驚き過ぎて声が出ない。唾も出ない。私のことを恨んでいるのだろうか、私のほうは見ない。
「結花先生、団監督、ご無沙汰しておりました。」「サリーちゃん、いつ帰って来たの?」「昨日です。Canelさんとは契約更新しなかったので…。」皆が驚いて室内がざわつく。
「まさか断って帰って来たの?」結花が驚いている。
「はいっ!どうしてもこの映画の理沙を演じたくて!パリで仕事の合間に何度も何度も読みました。」団が問う。「フランスで売ってたの?」「いえ、電子版しかなくて、美羽ちゃんに送って貰ったんです。ほら、先生のサイン入り!」初めて私を見て笑った。軽く会釈をしたが言葉が出ない。
「美羽ちゃん、知り合いだったの?」結花が驚く。「一緒に住んでましたよ!ねっ、お姉ちゃん!」「はい!」「えっ、あのレズ疑惑って?」結花が続いた。「あっ、はい!私です。でも、あれはわざとですけど。」美羽が悪びれずあっさりと答える。
「ここだけの話、あの男性とは?」脚本家から質問が飛ぶ。「残念ながら、フラれちゃいました。」沙莉がおどけて舌を出す。また、私をチラリと見た。
「何故、こんな過激な映画に出たいの?貴女なら脱がなくても引き手数多でしょ?」結花が問う。「この理沙は、私そのものだと思ったからです。きっと、私しか演じきれないと思います。」
玲の時と同じように台本を見せて演技して貰う。団が武田役で読もうとすると、沙莉が私に読んで欲しいと言った。「原作者はT先生ですから。」本と同じように沙莉の前に仁王立ちになった。沙莉がワンピースの背中のファスナーを下げた。
「沙莉さん、そこまでしなくても!」止めようとした団を沙莉が手と目で制する。
薔薇の刺繍が入った黒いレースの下着姿になった。大きく丸い乳房、括れたウェスト、白桃のような尻、沙莉の美しさに全員が固唾を飲む。
「今から調教を始める!」思い切って昔のように強く低く声を出した。
私の前で四つん這いになり、私を見上げながら「御主人様!宜しくお願いします!」半歩前に出て私の靴に唇を付けた。

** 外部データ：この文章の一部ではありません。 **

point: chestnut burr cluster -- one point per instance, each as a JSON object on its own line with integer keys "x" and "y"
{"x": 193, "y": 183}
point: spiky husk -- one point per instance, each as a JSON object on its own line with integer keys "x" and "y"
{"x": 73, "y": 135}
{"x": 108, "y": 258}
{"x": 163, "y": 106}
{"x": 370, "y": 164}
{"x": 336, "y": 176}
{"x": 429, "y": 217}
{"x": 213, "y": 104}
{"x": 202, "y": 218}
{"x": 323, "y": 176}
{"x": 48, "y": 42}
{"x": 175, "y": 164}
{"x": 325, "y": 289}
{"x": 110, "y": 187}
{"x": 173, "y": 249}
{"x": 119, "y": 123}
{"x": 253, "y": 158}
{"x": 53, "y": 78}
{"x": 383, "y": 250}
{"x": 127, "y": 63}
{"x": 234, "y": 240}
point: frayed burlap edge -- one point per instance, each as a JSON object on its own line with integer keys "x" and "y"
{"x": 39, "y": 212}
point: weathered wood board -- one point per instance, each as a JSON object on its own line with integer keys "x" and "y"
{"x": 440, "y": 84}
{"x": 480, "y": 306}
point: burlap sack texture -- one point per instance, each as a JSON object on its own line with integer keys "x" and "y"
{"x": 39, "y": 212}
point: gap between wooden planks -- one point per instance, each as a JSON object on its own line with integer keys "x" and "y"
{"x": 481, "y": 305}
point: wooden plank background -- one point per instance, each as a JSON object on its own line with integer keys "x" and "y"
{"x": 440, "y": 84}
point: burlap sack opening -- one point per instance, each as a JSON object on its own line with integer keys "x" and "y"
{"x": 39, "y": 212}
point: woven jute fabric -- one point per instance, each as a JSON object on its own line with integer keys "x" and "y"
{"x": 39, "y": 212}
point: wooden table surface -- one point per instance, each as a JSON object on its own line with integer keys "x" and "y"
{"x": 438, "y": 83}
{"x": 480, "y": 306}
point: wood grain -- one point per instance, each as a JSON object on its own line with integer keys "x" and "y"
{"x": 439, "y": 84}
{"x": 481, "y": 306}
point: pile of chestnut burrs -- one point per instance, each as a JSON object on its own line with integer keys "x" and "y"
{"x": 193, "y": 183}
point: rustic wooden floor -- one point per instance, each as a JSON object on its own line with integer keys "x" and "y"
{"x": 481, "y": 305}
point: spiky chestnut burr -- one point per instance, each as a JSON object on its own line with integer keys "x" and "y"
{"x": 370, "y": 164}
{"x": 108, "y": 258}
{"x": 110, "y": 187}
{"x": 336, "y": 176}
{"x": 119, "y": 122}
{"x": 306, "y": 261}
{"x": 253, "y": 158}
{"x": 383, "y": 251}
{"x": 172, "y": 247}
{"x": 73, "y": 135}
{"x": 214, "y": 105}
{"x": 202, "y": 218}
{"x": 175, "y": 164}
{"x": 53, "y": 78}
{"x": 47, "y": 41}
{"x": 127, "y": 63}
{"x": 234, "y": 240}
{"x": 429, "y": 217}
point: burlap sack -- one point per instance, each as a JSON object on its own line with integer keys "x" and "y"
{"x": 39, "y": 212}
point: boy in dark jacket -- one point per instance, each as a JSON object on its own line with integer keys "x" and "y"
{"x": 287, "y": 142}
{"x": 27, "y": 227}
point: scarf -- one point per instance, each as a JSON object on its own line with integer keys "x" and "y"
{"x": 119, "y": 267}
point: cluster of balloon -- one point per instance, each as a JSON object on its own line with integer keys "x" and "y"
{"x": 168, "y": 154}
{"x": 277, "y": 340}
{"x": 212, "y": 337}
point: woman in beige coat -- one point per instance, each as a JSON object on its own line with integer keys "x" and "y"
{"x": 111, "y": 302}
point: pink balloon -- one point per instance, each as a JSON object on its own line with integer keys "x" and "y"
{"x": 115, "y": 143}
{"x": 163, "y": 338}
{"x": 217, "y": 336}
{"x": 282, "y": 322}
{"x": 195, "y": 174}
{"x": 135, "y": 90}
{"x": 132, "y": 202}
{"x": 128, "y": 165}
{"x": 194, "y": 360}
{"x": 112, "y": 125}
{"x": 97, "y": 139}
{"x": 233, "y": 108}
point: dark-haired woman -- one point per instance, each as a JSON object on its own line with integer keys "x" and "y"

「ちょ、ちょっとお姉ちゃん!やり過ぎ!」美羽が慌てて止めに入る。
「美羽!邪魔しないで!これはまだオーディションよ!」強い眼力で美羽の動きを止める。
「そのままの流れで、御主人様に赦しを乞うの!」結花が指示して流れを作る。
「ひぃー、もう、もうお赦しください!お願いします!」顔を上げ私を見た時、素早くウインクしたのがわかった。腰骨にすがりつき、顔を擦り付けて赦しを乞う。「何でもしますから、赦して…アアアッ…。」
沙莉の演技の迫力に会場が静まり返り、拍手が湧いた。沙莉がワンピースを着て、美羽が背中のファスナーを上げた。